The task ahead is formidable. The party has yet to regain its top donors. The last election cost it every leadership post in state government, including control of the House and Senate. By Republicans' own admission, Democrats have outgunned them on technology and independent spending.

On the upside: The party has stabilized its finances over last year, is working to regain donors' trust and next faces a midterm election, which often benefits the party out of power.

It still owes about $1.7 million and has to pay out at least $30,000 a month just to service its debt, but unlike two years ago, it has a payment plan set up with creditors, party treasurer Bron Scherer said.

"We cleared away a lot of unpleasant underbrush. We reformed and restructured," said outgoing chairman Pat Shortridge, who led the party after the former chairman, Tony Sutton, abruptly quit in late 2011. "The party is better and I think he [Downey] has an opportunity to make it great once again. And great means winning elections."

When Shortridge took over, the party whose message revolved around fiscal responsibility had undisclosed financial troubles, legal problems and $2 million in debt. Now it has measures in place to make sure the holes are never dug that deeply again.

"We are sort of like the toddler," Shortridge said. "We are walking. We are a little uncertain at times, but we're on the way."

In an echo-filled hotel conference room on Saturday, 500 delegates and alternates gave Downey their vote of confidence in the midst of their uncertainty.

"I think [Downey] can bring the party together," said Andrew Brevig, a Republican delegate from Stevens County. He said the party, "is in rebuilding mode. Kind of like the Vikings."

But the way forward will not be the way it was.

The party "will be significantly less important than it has been historically," said Pat Anderson, a former Republican National committeewoman.

Once a hierarchical organization that placed a high value on party discipline and loyalty, Republicans here and nationally are in flux, with messy infighting, factions and disunity that rivals that of Democrats.

In 2010 Republicans took over the Legislature, but lost the governor's seat. In 2012 they lost another U.S. Senate race and control of the Legislature, sweeping away the gains of two years earlier. The presidential contest further fractured the party, with activists loudly backing libertarian Ron Paul long after it was clear Mitt Romney would become the nominee.

Sore feelings from those troubles persist.

Bill Paulsen, one of Downey's opponents for chair, stressed in his campaign the need to listen to grass-roots activists and repeatedly upbraided the national party for its 2012 convention rules, which hurt Paul fans' ability to be heard.

"I say no to those who would silence our voice and exclude us from the process," Paulsen said. He received 72 votes to Downey's 228. Activists Bonn Clayton and Don Allen also ran.

Downey said he would work to bring all into the party.

"I'm pretty done with the word 'factions.' I'm not real into hyphenated Americans. And I'm not really into hyphenated Republicans," said Downey, who ran for the state Senate last year.

Meanwhile, groups outside the traditional Republican Party structure are gaining power.

Former U.S. Sen.

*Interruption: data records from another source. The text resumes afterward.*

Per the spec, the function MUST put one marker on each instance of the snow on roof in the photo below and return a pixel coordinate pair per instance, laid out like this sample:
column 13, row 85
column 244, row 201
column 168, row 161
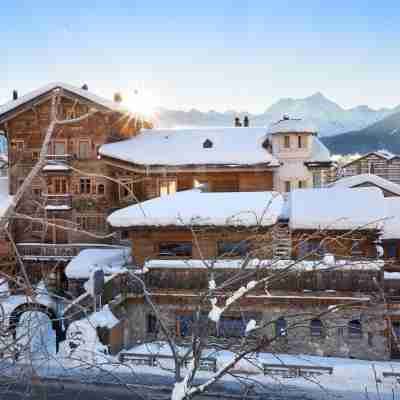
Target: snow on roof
column 11, row 105
column 227, row 146
column 357, row 180
column 319, row 152
column 391, row 228
column 292, row 125
column 194, row 207
column 5, row 198
column 336, row 208
column 109, row 260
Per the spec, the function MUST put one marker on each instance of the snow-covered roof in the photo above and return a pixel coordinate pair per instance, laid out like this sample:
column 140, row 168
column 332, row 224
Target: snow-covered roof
column 174, row 147
column 336, row 208
column 194, row 207
column 391, row 228
column 358, row 180
column 109, row 260
column 13, row 104
column 5, row 198
column 292, row 125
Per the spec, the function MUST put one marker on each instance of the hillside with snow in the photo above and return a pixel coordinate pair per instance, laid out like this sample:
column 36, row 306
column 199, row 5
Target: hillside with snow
column 328, row 116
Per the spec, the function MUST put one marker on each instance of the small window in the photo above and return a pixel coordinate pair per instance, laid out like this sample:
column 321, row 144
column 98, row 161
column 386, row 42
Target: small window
column 391, row 250
column 354, row 329
column 175, row 249
column 207, row 144
column 84, row 150
column 233, row 249
column 281, row 327
column 316, row 328
column 85, row 185
column 152, row 324
column 167, row 186
column 286, row 142
column 101, row 189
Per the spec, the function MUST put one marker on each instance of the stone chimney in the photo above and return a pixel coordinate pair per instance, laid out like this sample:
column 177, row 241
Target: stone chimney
column 118, row 97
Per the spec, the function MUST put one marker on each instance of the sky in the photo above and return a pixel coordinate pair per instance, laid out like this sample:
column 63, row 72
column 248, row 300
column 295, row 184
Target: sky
column 218, row 55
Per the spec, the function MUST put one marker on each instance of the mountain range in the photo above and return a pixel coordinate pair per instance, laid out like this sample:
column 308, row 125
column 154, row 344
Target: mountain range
column 329, row 117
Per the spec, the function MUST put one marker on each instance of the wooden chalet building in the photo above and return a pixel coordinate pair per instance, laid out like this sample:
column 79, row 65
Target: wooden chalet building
column 176, row 240
column 381, row 163
column 71, row 189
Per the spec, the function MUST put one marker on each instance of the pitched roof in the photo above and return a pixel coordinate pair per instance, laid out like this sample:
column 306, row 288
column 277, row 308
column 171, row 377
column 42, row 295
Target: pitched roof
column 375, row 180
column 292, row 125
column 178, row 147
column 337, row 209
column 14, row 104
column 194, row 207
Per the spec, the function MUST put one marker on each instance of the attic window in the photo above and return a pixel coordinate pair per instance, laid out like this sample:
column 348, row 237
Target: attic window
column 207, row 144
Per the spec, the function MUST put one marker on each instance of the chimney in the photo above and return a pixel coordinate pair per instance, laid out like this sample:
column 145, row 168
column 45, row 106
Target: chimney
column 118, row 97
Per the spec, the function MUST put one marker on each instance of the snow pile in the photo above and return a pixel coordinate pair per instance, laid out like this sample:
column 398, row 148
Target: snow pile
column 370, row 179
column 82, row 342
column 194, row 207
column 292, row 125
column 177, row 147
column 336, row 209
column 111, row 261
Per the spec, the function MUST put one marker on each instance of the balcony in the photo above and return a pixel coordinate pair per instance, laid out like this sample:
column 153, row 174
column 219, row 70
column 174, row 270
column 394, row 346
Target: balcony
column 58, row 202
column 54, row 252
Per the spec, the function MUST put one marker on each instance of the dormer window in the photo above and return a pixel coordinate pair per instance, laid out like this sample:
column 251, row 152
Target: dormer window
column 207, row 144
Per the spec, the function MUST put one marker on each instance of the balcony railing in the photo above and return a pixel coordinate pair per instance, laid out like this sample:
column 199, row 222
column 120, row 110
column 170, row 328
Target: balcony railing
column 52, row 251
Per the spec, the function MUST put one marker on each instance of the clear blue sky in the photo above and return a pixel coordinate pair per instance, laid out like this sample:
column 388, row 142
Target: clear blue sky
column 206, row 54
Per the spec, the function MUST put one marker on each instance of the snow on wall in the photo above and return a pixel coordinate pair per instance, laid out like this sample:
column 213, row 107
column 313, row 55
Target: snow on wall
column 109, row 260
column 356, row 180
column 194, row 207
column 336, row 208
column 230, row 146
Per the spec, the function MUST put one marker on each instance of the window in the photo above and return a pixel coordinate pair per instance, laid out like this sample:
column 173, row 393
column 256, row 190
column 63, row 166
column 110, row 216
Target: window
column 60, row 185
column 234, row 249
column 83, row 149
column 280, row 327
column 167, row 186
column 175, row 249
column 302, row 184
column 317, row 179
column 152, row 324
column 316, row 328
column 286, row 142
column 101, row 189
column 391, row 250
column 354, row 329
column 84, row 185
column 59, row 148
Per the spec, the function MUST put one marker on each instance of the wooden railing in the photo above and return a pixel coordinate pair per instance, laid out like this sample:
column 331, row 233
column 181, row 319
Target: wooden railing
column 49, row 251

Norm Coleman has joined with former state Rep. Laura Brod to create the Minnesota Action Network.

"The traditional vehicle for providing grass-roots efforts for center-right candidates [has] been through a party but, in this day and age, there are efforts that go beyond parties," Coleman said last month.

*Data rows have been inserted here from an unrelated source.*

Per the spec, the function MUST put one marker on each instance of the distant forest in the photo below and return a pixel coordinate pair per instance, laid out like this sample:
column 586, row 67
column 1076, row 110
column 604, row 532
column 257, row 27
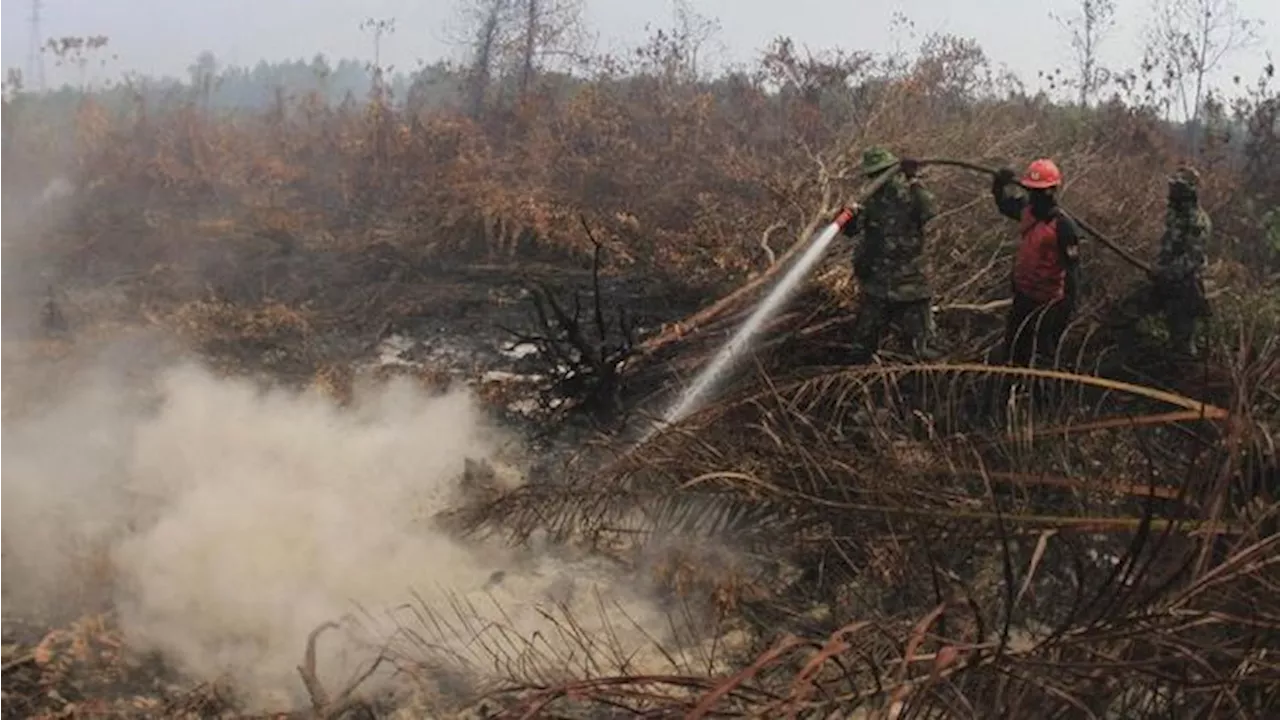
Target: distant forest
column 257, row 87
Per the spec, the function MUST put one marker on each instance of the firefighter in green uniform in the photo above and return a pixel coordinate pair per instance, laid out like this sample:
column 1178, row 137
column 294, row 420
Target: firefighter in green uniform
column 890, row 261
column 1176, row 287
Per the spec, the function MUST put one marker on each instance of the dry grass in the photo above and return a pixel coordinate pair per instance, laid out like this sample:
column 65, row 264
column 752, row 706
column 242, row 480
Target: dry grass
column 926, row 541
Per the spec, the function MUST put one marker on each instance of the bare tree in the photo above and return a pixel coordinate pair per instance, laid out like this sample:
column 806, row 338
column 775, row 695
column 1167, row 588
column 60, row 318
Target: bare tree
column 517, row 35
column 693, row 31
column 1087, row 30
column 488, row 19
column 1188, row 40
column 379, row 28
column 548, row 28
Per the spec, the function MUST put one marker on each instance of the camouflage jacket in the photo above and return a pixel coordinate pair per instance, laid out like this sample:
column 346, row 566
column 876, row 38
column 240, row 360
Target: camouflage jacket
column 1182, row 247
column 891, row 260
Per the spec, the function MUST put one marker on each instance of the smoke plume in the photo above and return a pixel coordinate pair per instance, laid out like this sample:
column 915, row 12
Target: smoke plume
column 225, row 522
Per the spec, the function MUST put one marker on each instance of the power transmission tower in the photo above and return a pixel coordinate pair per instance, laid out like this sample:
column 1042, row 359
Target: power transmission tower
column 35, row 53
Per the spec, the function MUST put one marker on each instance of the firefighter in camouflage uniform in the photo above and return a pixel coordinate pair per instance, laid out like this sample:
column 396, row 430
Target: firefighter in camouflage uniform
column 890, row 261
column 1176, row 287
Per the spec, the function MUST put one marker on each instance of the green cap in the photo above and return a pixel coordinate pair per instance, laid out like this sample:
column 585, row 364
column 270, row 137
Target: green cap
column 877, row 159
column 1185, row 177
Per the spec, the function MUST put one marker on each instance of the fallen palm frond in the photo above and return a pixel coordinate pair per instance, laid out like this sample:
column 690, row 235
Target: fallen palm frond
column 1050, row 527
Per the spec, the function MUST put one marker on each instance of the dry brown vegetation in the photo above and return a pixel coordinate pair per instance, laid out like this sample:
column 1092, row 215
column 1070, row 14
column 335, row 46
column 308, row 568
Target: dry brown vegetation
column 922, row 541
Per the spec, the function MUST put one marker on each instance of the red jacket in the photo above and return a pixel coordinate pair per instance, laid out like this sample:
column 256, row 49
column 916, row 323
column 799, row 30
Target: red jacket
column 1038, row 268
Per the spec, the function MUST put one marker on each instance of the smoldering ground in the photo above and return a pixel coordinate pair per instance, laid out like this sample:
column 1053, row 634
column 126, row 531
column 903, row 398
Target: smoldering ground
column 224, row 522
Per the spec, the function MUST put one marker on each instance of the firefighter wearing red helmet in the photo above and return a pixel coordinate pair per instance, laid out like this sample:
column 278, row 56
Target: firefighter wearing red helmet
column 1046, row 265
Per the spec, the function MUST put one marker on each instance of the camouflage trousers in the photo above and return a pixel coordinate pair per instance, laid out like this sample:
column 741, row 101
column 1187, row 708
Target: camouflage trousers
column 912, row 318
column 1182, row 308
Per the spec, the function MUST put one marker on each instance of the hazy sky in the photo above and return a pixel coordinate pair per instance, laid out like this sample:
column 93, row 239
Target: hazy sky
column 165, row 35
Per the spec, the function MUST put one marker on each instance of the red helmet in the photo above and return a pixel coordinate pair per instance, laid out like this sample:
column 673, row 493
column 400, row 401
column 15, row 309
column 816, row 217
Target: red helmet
column 1041, row 174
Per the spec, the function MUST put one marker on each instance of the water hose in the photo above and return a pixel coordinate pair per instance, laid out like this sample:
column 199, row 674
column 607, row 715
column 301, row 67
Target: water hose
column 1107, row 242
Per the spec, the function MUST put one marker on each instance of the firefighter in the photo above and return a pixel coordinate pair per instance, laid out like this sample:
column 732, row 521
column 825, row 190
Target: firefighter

The state group, an offshoot of the well-heeled American Action Network, released a survey detailing what's on Minnesotans' minds. The results: The DFL has a significant advantage, particularly among women. The survey found that only 15 percent of Minnesotans said the GOP understands "the issues facing the middle class," compared to 38 percent who said Democrats did.

The recently formed Minnesota Jobs Coalition has also been making its mark — sending out news releases and showing up at meetings to track Democrats' every word.

"We sensed there was a void or a vacuum on our side and our group has successfully filled that," said Ben Golnik, a former executive director of the state party who now leads the Jobs Coalition.

Over the past two election cycles, Democrats built up a system in which the party, outside groups and legislative committees work together as much as the law allows. Republicans have had nothing of that magnitude in Minnesota and their outside groups have not fared well.

"We need entities in that world and it's great that they're cropping up," Shortridge said.

Meanwhile, no high-profile Republican has stepped up to run against U.S. Sen. Al Franken or Gov. Mark Dayton, both of whom are up for re-election next year. Although many Republicans have considering running for governor, few have declared more than a passing interest in taking on Franken.

Whoever runs may end up facing a Republican primary.

Shortridge, the outgoing party chair, said that might not be a bad thing.

"You go from talking to 2,000 Republican activists to 3 million general election voters," he said. "You have to go so big so fast, it is almost an impossibility."

Downey said his hope is to make GOP endorsement so powerful that candidates would be ill advised to run against it.

"The full capability of the Republican Party, as it exists at that time, will be deployed to support our endorsed candidates," he said.